May felt she was losing control over herself. She had a headache, the heat was stifling, and her equilibrium was upset.
“You don’t care, you don’t care!” she said with passion.
“I care very much that you should speak to me like that,” said Tom. “I will promise to think it over. This afternoon I shall go on working with the same model.”
He turned and left the room, his hands thrust deep down in his pockets, puzzled and vexed. He was really unable to understand his wife. She seemed to him wholly unreasonable. The girl was one of the ordinary class. Wallingthorpe had often employed her, and he, as Tom knew, was rather particular and fanciful in his choice. He had once told Tom, in his florid manner, that it made him unable to work if he knew that a woman, whom he was using to help out his idea of what a thing should be, did not live up to the splendid possibilities which—which—just so.
His model had made an improper remark—a remark, by the way, which would have passed with a laugh if made by a man among men—and he was seriously expected to dismiss her, to pay her for an extra week, and lose his time in hunting for another, who could not possibly be as good. Tom had begun to get in a fever to have Demeter finished. He felt it was to be his challenge. If Demeter was not good—was not of the best—he had been wrong, he had done what Wallingthorpe had told him he was doing, trying to fly, and only succeeding in standing on tiptoe. The sort of scene he had been through with May, threw him out of gear—it dimmed his eye and unnerved his hand. Why could she not be more tolerant, less apt to judge? Of course, Tom confessed, she was right in principle. If he could get two identical models, one of whom was breezy and the other not, he would choose the unbreezy one. But what had a model’s character to do with her muscles? Besides, May was building an absurd superstructure on a very slight foundation. It was ridiculous; and he set to work.

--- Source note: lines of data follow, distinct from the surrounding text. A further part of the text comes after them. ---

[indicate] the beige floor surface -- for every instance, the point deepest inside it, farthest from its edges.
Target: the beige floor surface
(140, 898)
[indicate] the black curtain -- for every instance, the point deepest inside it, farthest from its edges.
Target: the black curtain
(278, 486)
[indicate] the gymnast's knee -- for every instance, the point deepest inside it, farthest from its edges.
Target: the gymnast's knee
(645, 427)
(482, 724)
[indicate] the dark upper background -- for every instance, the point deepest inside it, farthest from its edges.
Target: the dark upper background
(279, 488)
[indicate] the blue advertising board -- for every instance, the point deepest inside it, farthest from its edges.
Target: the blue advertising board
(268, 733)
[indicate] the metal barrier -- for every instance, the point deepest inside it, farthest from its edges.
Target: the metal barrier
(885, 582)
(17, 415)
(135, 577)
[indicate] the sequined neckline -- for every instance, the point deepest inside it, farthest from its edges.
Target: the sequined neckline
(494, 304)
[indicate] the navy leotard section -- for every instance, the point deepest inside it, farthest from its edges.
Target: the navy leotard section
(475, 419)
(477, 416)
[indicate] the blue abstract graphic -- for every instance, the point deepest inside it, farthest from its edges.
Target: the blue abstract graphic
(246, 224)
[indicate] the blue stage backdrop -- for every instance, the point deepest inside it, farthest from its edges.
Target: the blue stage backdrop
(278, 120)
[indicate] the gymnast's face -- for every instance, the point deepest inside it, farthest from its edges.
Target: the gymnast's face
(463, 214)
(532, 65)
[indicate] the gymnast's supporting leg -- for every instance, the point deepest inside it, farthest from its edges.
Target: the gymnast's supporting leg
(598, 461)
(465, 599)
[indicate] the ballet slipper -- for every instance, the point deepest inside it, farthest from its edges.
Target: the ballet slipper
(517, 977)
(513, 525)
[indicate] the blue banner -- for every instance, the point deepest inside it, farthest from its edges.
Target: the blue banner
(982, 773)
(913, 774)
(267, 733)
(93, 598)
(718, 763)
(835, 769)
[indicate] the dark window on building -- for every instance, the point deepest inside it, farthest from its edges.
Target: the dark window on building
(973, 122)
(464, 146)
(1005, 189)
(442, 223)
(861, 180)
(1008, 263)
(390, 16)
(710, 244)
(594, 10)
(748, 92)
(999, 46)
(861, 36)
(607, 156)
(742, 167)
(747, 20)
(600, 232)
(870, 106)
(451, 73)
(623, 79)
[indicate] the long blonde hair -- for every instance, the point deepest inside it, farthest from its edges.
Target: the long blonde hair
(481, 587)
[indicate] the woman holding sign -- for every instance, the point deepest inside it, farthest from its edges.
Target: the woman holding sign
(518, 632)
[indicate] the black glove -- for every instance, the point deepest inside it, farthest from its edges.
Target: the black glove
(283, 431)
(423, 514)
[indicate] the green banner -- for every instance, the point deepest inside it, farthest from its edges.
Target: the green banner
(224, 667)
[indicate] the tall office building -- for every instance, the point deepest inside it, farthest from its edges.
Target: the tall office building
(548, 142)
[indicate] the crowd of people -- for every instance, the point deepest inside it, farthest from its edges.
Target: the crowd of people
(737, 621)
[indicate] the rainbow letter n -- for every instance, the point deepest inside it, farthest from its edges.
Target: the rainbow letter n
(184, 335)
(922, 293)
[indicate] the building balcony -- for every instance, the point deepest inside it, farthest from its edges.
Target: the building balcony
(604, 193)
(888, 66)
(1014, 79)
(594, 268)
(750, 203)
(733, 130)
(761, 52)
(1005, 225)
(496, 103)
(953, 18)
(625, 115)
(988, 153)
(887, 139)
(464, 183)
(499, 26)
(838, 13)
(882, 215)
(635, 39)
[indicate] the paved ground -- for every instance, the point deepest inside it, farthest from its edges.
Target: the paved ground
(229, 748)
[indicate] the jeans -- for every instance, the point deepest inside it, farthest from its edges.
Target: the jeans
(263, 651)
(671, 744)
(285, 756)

Meantime, May, in the other room, was scarcely more content. Her fastidiousness had been touched; she had winced at what the girl said, as if under physical pain. Tom did not know, he did not care to know, she told herself bitterly, how much she disliked the thought of his having the girl in the house. The face of the Demeter was May’s face, and that the arms should be the arms of such a woman seemed to her positively insulting. This she had not told Tom; she felt it too keenly, and it was a grievance the force of which he could not appreciate if he did not appreciate the other. She felt hot, tired, ill-used, misunderstood, and the worst of it all was that she was afraid she had been a little unreasonable. She was, she had a suspicion, a little unreasonable still, and she felt convinced that she would continue to be a little unreasonable. Then she veered round and told herself that she was perfectly right, and that Tom was hard and unfeeling, and then, between the heat and the headache and the worry, she had a dismal little cry all to herself.